Book cover: The collected papers of Leonid Hurwicz, Volume 1. Edited by Samiran Banerjee

The Collected Papers of Leonid Hurwicz, Volume 1

Congratulations to Samiran Banerjee on the publication of The Collected Papers of Leonid Hurwicz, Volume 1, from Oxford University Press. This first volume introduces non-specialist readers to the life and work of Leonid Hurwicz, a major figure in modern theoretical economics. The volume also brings together reminiscences from co-authors and colleagues offering insights into Hurwicz as a person and scholar.

Banerjee, one of Hurwicz's last doctoral advisees, is continuing his "labor of love" in compiling Volume 2. Stay tuned for news on the publication date.

On Designing Institutions and Other Essays: Collected Papers of Leonid Hurwicz

Leonid Hurwicz (1917-2008) was a major figure in modern theoretical economics whose many contributions over 65 years spanned at least 5 areas: (1) nonlinear programming, (2) econometrics, (3) decision theory, (4) microeconomic theory, and (5) mechanism design.

In 2007, at age 90, he received the Nobel Prize in Economics (shared with Eric Maskin and Roger Myerson) for pioneering the field of mechanism design and incentive compatibility.

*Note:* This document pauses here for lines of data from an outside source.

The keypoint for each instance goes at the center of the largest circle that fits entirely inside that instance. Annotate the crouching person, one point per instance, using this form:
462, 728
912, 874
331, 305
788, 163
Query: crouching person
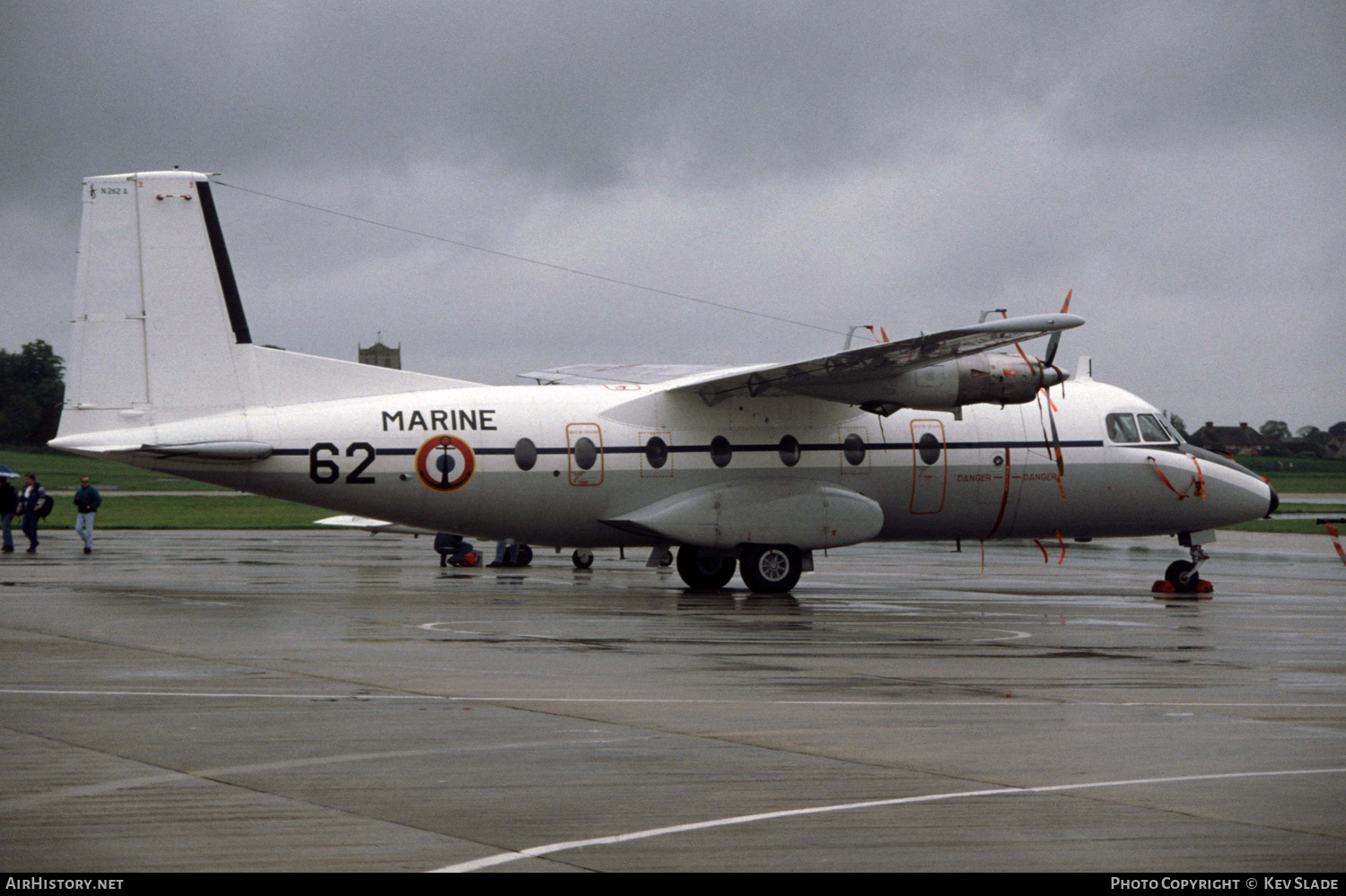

This work has impacted resource allocation in all its complexity, from the sale of licenses for the electromagnetic spectrum conducted by the Federal Communications Commission, to the National Resident Matching Program that matches thousands of medical residents with hospitals every year in the United States.

While some of Leo’s papers were published in journals, many remain scattered as chapters in books or were unpublished, and are difficult to obtain. The Heller-Hurwicz Economics Insitute is working with Dr. Samiran Banerjee (’92, PhD), one of Leo's former students, and Oxford University Press, a major not-for-profit publisher, to publish his collected papers in 6 volumes.

In addition to his collected works, the volumes will include prefaces written by his colleagues, co-authors and students which will provide the context for and highlight the importance of his research. Given the scattered nature of Leo's publications spanning over 65 years and the many papers that he did not publish, this project will preserve his legacy and enable future researchers to build on his work.